オーソドックスな作りだが短基板がユニーク

 先述のとおり、JetStreamはゲーミング向けではないため、パッケージも内容物も至ってシンプル。付属品はPCI Express 6ピン×2を8ピンに変換するケーブルが1本、マザーボードのARGB制御と同期するためのケーブル1本、そしてマニュアルのみとあっさりしている。

 ビデオカード本体は、ヒートパイプ4本を使った大掛かりなヒートシンク、ビデオメモリや電源回路の放熱、そして基板の剛性強化に役立つ金属製のフレーム、さらに金属の強化バックプレートを採用している。スペック上2.7スロット占有するとされているが、事実上3スロットは使えないと思っていいだろう。

 GeForce RTX 3070は、3080や3090のような300W超のTDPではなく、本来220Wとされているのだが、本機はファクトリーオーバークロック済み、なおかつオーバークロッカー向けということもあり、公称最大270Wとされている。

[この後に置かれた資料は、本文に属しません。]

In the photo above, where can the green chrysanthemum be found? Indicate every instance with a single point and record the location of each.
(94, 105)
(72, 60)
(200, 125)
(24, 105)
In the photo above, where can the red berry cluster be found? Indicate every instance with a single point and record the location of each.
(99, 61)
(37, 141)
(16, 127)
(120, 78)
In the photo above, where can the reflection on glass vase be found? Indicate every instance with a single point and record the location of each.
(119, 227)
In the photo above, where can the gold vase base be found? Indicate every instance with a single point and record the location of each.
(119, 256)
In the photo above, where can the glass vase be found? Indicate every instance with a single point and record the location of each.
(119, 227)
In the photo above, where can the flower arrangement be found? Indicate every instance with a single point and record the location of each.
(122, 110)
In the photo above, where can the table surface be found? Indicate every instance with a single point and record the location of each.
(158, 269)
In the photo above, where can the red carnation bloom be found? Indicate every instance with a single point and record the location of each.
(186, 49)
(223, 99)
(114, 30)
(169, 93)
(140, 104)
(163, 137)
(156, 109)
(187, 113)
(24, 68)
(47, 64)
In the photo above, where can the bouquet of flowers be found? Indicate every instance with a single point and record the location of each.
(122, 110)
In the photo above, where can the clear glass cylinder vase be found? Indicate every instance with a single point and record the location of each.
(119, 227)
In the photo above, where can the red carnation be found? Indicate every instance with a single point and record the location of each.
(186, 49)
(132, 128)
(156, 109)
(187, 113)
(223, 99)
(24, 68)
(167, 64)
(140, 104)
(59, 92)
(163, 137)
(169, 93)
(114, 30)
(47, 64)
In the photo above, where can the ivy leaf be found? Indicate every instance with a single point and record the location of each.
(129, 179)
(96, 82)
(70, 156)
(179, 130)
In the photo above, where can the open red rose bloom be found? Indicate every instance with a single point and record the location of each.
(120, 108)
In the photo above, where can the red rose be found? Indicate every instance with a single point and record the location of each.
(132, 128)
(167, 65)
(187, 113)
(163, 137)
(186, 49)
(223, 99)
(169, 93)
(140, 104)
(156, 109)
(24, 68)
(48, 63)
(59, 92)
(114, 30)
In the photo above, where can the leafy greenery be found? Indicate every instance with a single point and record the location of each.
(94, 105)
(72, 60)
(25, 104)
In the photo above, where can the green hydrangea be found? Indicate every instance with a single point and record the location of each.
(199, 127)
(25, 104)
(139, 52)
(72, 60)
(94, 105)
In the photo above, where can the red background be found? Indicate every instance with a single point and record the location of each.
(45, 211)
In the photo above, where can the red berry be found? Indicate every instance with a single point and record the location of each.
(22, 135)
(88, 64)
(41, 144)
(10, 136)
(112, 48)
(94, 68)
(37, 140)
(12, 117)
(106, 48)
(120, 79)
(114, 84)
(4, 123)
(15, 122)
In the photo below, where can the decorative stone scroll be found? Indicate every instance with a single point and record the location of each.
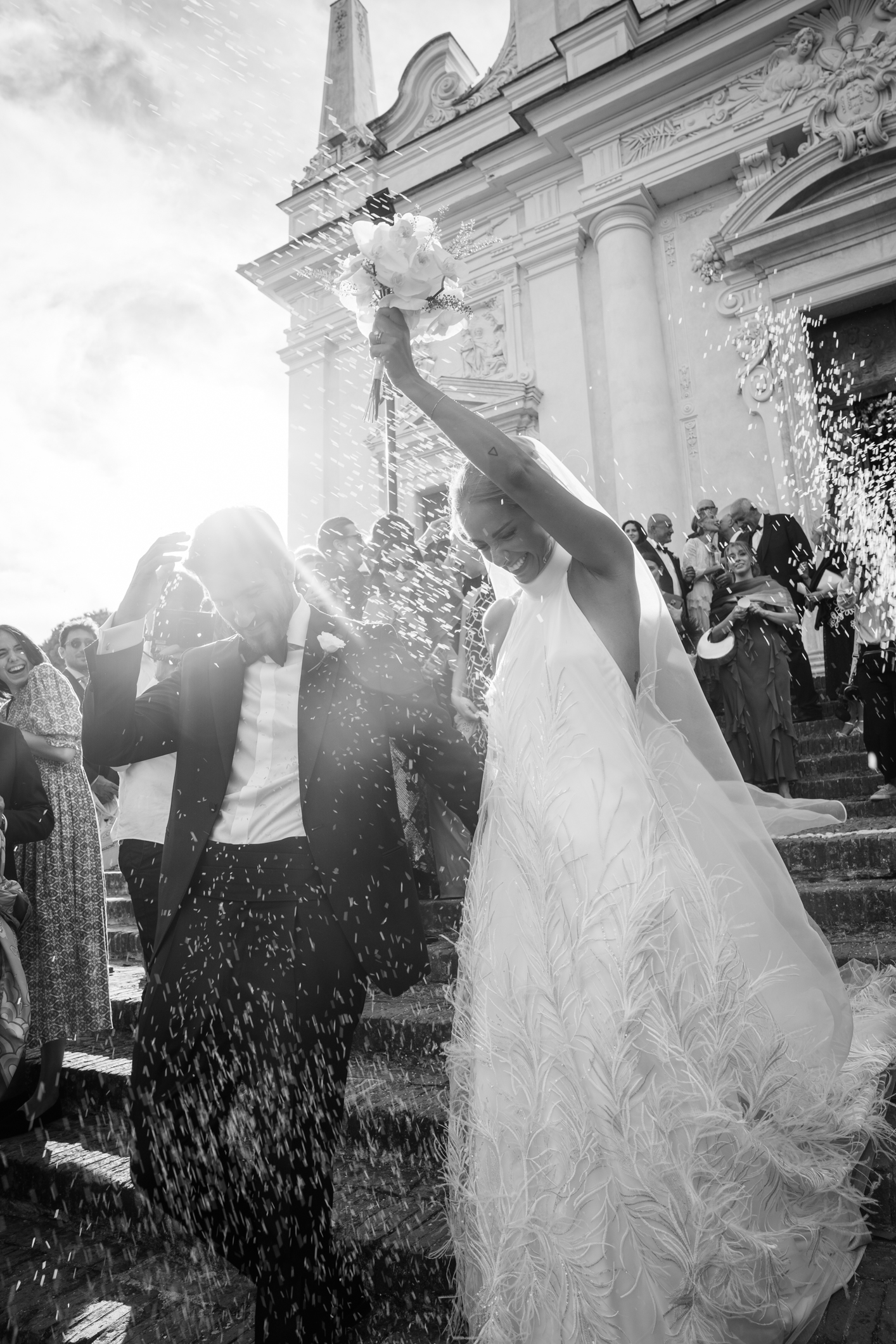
(483, 345)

これは従来のハイエンドの2080の215Wをも大きく上回る。そのため、このような大掛かりなヒートシンクとなっているわけだ。

直径90mmのファンを2基搭載。3基ファンモデルが多いなか貴重だ

 本機では2つあるファンのうち1基は、ファンからの風をそのまま背面に通すデザインとなっている。これによりケース下部に熱溜まりが生じることを防いでいる。そのため基板は本体の実際の長さ(304mm)に反して短く、その分幅(136mm)があるデザインとなっている。現代的なコンポーネントの格納を考慮したケースであれば、サイドパネルとの干渉はあまり考えられないが、比較的スリムなケースを使う場合などは十分に注意したい。

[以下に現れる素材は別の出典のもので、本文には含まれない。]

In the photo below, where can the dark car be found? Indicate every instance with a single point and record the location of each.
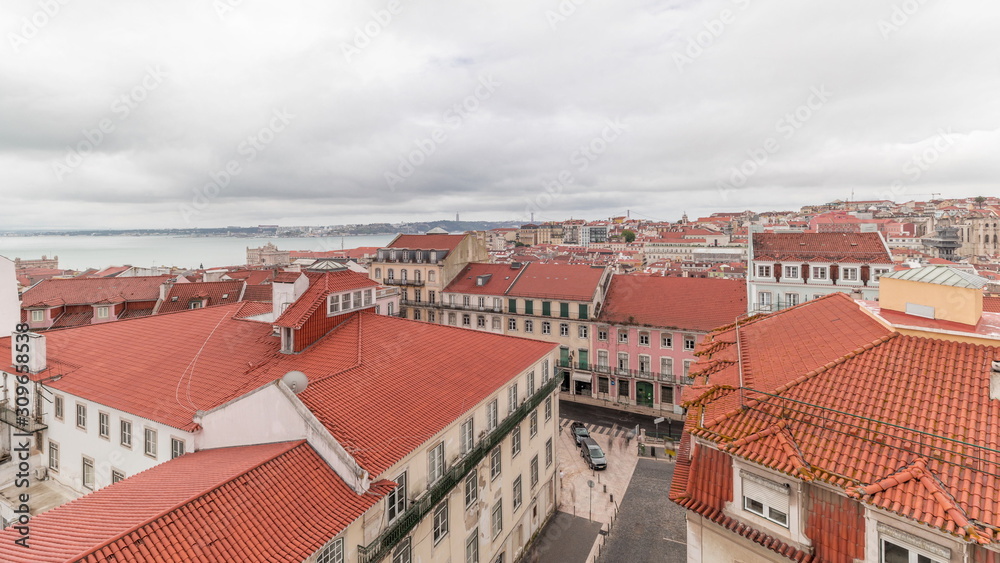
(579, 432)
(593, 454)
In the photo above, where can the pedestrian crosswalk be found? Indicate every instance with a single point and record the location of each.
(612, 431)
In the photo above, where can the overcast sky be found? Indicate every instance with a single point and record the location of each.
(127, 114)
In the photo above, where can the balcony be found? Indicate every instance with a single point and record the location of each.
(395, 281)
(404, 524)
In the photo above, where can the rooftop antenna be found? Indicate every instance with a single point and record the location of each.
(296, 381)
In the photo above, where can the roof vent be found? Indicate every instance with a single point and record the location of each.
(995, 380)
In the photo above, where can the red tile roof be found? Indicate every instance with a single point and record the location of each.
(866, 248)
(210, 506)
(668, 302)
(79, 291)
(314, 298)
(502, 276)
(217, 293)
(571, 282)
(901, 422)
(426, 242)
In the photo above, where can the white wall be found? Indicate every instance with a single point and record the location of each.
(10, 303)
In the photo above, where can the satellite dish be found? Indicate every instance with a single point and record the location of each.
(296, 381)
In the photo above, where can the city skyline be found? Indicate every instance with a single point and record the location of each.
(231, 113)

 ファンは直径90mmの大型のものが2つ採用されている。デュアルボールベアリングとIP5X防塵を謳う「TurboFan 3.0」となっており、振動は少ない。ブレードの形状も波打っている感じでかなりユニークだ。実際、負荷時の騒音のほとんどは風切り音であった。なお、負荷が低いときにファンの回転を止める「0-dBテクニック」も採用されていて、アイドル時回転することはなかった。

 ヒートシンクカバーはプラスチック製でややチープな印象だが、先述のとおり本機は派手さを求めたものではないので、これはこれでありだ。2つのファンのあいだの「風」の漢字が、わざわざ別のクリアパーツを用いて実現されているのはチャームポイント。アメリカンなデザインのパーツが多いなか、アジアンな感じはなかなかイカすとは思う。

 基板が気になったので分解してみた。先述のとおり本機の基板は短いため、パーツはびっしり積まれている。この小さいスペースのなかに合計13フェーズもの電源回路や、RGB LED制御をよく積んだなぁとは感心する作りであった。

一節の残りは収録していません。